How about /usr/share, /usr/include ?


----------



## SirDice (Mar 19, 2018)

In theory you can share almost everything (besides a couple of configuration files) as that's the basis of a diskless client. But performance-wise it's not the best decision, everything will need to be loaded from the network which is always slower than getting it from a local disk.


----------



## robroy (Mar 19, 2018)

balanga, I agree with SirDice about the performance concern. 

And also, given how affordable modest storage hardware really is these days, I feel like centrally storing and sharing FreeBSD base system directories would be too likely to result in confusing and hard-to-remember dependencies between computers, to be worth the trouble. 

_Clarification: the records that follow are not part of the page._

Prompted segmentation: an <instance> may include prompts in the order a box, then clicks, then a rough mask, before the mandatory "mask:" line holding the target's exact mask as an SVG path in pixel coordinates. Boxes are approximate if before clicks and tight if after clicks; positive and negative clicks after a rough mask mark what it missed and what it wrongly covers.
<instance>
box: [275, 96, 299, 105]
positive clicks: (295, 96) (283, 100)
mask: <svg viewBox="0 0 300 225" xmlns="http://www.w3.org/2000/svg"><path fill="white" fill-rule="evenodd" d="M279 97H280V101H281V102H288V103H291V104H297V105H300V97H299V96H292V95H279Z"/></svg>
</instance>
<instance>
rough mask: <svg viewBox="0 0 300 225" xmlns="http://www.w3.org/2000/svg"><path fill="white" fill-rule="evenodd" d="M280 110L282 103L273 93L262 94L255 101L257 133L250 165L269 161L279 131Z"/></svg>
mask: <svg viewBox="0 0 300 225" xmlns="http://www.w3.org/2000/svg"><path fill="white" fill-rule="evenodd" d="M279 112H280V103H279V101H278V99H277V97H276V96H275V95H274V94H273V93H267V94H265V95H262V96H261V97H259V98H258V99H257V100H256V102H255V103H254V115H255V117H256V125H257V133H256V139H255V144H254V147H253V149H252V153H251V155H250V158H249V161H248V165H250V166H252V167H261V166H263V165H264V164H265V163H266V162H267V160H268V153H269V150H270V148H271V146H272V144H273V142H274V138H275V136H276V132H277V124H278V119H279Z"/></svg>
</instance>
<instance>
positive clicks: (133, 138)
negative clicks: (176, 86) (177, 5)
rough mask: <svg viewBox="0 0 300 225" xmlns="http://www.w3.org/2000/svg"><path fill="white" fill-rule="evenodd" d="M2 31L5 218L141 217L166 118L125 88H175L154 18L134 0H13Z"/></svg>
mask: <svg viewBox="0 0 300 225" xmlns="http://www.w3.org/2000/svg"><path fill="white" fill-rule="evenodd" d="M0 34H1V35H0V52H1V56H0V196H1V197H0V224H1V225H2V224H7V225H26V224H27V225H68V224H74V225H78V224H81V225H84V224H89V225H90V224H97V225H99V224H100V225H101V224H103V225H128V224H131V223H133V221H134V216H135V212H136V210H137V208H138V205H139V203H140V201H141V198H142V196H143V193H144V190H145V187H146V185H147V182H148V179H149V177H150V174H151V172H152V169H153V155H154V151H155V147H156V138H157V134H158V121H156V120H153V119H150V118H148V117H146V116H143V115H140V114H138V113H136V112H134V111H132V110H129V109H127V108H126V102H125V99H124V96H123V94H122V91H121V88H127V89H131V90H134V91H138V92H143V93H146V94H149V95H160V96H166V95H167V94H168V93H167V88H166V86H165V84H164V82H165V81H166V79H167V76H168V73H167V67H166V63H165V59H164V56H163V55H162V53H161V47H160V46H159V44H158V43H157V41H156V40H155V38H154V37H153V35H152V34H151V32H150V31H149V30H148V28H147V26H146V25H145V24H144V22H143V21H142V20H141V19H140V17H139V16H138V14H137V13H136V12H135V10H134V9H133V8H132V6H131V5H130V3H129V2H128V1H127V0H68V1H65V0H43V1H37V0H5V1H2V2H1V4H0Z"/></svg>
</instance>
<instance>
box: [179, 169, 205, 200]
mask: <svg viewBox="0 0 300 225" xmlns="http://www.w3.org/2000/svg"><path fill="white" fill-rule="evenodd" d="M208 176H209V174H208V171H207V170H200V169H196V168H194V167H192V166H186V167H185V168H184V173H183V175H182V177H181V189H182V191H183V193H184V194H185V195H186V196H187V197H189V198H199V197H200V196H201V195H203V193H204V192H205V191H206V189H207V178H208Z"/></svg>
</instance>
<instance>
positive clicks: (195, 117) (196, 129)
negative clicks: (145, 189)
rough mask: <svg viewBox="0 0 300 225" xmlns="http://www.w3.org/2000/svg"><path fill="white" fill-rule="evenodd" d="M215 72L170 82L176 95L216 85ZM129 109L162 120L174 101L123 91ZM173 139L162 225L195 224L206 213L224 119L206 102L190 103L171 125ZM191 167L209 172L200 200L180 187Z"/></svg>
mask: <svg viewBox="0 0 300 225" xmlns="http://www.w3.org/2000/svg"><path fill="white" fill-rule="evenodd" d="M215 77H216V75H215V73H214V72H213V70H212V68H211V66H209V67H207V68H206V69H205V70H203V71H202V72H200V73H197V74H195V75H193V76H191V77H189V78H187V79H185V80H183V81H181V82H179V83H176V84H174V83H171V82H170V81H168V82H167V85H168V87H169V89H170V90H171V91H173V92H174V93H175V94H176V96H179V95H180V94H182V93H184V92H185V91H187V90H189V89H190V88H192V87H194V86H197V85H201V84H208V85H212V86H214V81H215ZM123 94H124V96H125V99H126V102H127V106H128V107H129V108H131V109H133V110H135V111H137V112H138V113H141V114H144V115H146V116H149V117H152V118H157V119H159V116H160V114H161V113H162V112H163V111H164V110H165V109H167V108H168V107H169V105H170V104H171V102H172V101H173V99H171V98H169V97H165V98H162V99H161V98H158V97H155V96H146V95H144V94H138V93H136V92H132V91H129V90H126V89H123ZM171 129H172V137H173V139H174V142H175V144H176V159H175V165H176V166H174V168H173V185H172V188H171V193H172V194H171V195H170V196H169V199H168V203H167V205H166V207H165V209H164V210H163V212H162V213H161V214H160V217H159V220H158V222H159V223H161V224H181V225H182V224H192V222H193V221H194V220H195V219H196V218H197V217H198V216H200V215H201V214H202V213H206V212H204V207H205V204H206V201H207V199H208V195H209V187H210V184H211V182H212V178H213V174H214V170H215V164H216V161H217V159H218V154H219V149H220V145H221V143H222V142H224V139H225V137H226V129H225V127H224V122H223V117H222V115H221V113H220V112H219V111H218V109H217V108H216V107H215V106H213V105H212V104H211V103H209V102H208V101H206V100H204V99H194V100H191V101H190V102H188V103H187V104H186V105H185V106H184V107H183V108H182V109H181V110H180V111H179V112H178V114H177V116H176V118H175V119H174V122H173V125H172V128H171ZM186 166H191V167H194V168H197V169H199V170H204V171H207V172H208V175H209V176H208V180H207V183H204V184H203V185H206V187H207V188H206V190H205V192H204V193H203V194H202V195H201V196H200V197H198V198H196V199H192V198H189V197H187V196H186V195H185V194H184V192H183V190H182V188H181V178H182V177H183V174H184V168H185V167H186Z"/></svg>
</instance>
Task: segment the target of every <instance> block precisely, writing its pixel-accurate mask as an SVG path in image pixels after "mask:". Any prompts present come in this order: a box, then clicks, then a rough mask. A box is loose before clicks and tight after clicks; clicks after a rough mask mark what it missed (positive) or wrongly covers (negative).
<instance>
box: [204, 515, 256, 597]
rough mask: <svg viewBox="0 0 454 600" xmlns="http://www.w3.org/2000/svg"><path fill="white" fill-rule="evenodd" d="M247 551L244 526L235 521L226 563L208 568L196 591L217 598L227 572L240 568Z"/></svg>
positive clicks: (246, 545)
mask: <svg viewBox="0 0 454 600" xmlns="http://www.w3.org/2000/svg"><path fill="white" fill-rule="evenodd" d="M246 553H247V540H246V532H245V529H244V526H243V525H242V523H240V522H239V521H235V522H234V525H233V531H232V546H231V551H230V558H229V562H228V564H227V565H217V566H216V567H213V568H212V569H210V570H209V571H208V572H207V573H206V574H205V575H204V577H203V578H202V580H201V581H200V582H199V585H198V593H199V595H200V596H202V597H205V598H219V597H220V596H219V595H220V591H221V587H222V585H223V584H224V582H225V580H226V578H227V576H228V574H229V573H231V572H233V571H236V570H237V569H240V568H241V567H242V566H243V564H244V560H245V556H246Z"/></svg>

And it really means that there's a lot on the line for that one NFS server--even rebooting it to apply security patches will become a complex procedure, which (practically speaking) means rebooting all of the NFS clients also (I know some will point out that there may be ways to avoid this--but the methods by which it's avoided are probably so much more complex than rebooting everything, that a real human in the real world's likely to go the reboot route anyways).

In other words, if you have a really strong reason to want to do this, _maybe_ it'd be worth it, but you'd have to weigh in the huge disadvantages that'd come along with it (mainly availability concerns related to the dependency and a hard-to-remember, off-the-beaten-path configuration).

Happy days to you balanga.


----------



## PacketMan (Mar 23, 2018)

..and I agreed with both SirDice and Robroy.

I always sanity check a discussion, or thought process with this simple question:  What is the problem you are trying to fix?  Doing something because you can may be fun or cool, but could come with a whole new set of issues.


----------